He showed up at the studio early, and sober, an indication that he regarded Grand Hotel with less than his usual cynicism. It was January, 1932. Barrymore—a name synonymous with dashing grace and romance—was just turning fifty, and the role of the Baron von Geigern, a nobleman on the skids, was one he understood. He was less comfortable with the idea that Grusinskaya would be played by the beautiful but inscrutable Greta Garbo, aged twenty-six. Barrymore had never met Garbo. Garbo, by choice, never met anyone.
Hence his discomposure as he waited that morning.
For the first time in his long career, he had drawn a leading lady whose following was greater than his own. She also made more money. She was reputed to be aloof, diffident, antisocial. The script called for them to fall in love at first sight, but how, damn it, did one make love— even screen love—to a misanthrope? Along with all that, she was apparently temperamental—nine o’clock had come and gone, and where was she?

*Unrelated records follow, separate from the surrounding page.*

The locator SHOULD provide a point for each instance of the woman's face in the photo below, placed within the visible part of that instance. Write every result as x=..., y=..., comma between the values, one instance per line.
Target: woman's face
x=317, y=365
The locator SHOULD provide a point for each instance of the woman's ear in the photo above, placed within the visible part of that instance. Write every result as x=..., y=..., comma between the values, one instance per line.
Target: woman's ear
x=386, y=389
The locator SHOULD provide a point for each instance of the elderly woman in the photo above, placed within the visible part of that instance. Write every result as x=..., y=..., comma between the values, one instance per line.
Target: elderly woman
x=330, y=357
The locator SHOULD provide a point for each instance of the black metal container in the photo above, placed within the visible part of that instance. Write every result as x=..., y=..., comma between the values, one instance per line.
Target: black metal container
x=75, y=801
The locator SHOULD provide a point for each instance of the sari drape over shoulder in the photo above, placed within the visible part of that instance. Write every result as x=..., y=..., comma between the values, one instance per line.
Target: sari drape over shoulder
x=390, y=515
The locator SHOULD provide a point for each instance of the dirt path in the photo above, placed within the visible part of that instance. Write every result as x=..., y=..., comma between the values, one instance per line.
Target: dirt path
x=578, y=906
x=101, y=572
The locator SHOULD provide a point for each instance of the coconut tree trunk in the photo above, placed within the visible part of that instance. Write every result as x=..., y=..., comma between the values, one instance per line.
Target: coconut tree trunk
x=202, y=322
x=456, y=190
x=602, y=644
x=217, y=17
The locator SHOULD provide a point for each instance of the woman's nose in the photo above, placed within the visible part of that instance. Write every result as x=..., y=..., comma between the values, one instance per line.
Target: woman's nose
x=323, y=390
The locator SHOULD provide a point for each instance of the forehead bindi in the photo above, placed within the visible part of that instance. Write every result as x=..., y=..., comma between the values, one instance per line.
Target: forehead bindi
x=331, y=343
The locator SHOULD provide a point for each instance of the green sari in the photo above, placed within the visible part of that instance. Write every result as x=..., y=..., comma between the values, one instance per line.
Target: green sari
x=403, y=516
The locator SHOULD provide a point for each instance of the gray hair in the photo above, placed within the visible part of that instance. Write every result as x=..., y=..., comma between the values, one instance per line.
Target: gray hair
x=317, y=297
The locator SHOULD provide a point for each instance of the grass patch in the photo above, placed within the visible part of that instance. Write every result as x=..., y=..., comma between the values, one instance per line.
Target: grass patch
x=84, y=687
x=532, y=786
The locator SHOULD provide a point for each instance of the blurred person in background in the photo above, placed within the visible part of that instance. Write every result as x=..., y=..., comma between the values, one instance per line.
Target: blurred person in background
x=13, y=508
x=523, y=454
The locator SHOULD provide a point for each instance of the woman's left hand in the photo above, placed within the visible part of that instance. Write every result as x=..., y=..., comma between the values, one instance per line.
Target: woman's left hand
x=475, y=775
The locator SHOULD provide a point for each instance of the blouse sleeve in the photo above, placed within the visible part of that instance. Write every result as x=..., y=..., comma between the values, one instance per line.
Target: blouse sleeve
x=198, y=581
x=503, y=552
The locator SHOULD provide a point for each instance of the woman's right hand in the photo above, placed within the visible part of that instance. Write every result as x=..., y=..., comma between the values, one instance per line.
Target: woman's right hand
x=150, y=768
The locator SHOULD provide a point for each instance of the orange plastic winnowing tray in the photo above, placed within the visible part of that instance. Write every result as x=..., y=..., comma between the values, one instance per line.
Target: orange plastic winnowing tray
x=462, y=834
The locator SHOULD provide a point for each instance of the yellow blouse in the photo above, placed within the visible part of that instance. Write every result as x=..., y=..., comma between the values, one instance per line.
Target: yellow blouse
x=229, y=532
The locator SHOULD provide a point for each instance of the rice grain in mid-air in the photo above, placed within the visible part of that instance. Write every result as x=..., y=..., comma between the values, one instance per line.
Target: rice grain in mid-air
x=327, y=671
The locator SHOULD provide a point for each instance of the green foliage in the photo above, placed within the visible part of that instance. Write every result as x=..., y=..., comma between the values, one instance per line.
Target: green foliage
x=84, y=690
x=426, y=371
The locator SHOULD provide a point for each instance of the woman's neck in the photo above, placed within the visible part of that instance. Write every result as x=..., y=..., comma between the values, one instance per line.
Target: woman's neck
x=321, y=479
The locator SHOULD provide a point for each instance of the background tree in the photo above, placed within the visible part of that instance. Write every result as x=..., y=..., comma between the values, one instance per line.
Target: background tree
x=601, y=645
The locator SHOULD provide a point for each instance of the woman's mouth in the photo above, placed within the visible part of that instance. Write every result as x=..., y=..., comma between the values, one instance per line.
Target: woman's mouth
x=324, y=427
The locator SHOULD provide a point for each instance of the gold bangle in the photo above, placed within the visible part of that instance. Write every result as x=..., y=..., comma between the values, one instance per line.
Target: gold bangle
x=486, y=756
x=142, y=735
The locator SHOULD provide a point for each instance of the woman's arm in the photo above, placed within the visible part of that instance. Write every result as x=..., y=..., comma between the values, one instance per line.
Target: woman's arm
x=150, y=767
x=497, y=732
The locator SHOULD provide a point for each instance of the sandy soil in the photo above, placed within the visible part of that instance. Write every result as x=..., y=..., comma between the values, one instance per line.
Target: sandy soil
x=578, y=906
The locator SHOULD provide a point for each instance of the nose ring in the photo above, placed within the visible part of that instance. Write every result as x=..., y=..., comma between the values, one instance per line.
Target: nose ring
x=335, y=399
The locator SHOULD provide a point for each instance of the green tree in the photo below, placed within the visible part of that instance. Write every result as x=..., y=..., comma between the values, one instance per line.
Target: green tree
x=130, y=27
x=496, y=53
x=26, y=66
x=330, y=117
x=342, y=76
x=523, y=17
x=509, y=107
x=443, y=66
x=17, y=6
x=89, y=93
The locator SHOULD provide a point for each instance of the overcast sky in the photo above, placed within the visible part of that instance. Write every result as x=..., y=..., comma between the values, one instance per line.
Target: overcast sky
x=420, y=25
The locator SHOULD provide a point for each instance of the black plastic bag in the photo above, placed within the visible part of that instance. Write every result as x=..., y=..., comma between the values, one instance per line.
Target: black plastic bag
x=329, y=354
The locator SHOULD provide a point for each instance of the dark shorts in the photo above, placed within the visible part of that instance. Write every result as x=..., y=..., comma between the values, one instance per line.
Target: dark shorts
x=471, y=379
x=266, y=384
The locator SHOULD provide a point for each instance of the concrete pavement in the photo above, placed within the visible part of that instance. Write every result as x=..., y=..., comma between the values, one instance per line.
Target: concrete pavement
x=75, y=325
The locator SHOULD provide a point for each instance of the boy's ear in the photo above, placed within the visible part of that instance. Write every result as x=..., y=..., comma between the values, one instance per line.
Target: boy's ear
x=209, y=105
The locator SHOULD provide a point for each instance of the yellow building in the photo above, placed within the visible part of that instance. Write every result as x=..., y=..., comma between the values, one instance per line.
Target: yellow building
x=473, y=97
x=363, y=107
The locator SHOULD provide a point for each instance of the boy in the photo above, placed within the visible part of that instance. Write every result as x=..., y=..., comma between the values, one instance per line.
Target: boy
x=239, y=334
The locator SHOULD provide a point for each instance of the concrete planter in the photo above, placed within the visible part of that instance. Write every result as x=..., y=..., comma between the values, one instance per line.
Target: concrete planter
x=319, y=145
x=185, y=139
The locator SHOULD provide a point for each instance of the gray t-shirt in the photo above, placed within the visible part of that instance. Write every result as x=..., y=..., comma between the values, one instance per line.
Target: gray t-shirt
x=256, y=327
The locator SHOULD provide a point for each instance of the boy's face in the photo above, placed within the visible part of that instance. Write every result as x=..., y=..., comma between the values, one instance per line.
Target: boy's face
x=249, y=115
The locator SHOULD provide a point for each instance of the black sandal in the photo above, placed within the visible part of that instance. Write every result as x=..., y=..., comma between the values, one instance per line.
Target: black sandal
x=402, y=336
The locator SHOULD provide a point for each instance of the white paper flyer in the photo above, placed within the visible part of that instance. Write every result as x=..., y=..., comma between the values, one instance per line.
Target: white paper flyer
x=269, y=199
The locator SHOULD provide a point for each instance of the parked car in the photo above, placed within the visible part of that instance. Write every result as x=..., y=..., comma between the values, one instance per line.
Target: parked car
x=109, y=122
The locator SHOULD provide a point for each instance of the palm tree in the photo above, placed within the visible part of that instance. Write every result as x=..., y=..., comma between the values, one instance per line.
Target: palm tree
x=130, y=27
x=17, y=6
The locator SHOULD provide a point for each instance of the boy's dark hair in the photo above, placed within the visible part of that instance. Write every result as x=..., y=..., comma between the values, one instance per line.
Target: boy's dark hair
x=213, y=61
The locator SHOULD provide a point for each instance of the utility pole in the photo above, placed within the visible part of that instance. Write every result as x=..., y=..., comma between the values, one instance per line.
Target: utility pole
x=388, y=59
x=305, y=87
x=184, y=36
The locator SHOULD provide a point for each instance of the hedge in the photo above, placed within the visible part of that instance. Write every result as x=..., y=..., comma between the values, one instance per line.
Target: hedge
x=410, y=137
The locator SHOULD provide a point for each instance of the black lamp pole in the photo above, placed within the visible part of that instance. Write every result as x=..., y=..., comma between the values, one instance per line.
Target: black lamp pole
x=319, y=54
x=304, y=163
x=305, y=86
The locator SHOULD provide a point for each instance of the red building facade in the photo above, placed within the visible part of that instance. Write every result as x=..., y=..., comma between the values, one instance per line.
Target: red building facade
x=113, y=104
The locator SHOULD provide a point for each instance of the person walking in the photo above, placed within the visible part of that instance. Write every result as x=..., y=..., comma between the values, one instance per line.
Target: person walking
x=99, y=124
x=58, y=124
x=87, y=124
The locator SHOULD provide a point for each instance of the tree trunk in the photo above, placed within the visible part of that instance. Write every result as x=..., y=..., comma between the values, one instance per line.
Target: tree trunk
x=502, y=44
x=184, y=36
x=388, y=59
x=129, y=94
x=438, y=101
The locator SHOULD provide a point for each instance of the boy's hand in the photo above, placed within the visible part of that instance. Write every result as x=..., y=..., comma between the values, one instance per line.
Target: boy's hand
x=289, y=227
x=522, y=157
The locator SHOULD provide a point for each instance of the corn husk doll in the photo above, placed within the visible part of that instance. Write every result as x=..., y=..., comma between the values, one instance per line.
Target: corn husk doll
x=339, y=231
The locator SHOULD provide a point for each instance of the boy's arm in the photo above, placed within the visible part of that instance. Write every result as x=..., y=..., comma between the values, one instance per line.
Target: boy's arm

She was, as he soon discovered, outside the entrance, where she had been waiting half an hour for him to arrive. She had wished to “honor the great Barrymore” by personally escorting him onto the set. He was touched; perhaps rumors were exaggerated. He met her halfway, raised her hand to his lips, looked into her eyes. The Baron von Barrymore, ageless, took over.
As filming proceeded, so did the relationship. “You are the most entrancing woman in the world,” he would whisper when he sensed she felt insecure. She, in turn, was almost maternal—doctored his hangovers with her own concoction, and spent an entire lunch break rearranging a couch so that in the forthcoming love scene his celebrated left profile would be toward the camera.
Grand Hotel was their only movie together. Asked about her years later, Barrymore, usually the raconteur, elected to out-Garbo Garbo. “She is a fine lady and a great actress,” he said, and paused. “And the rest is silence.”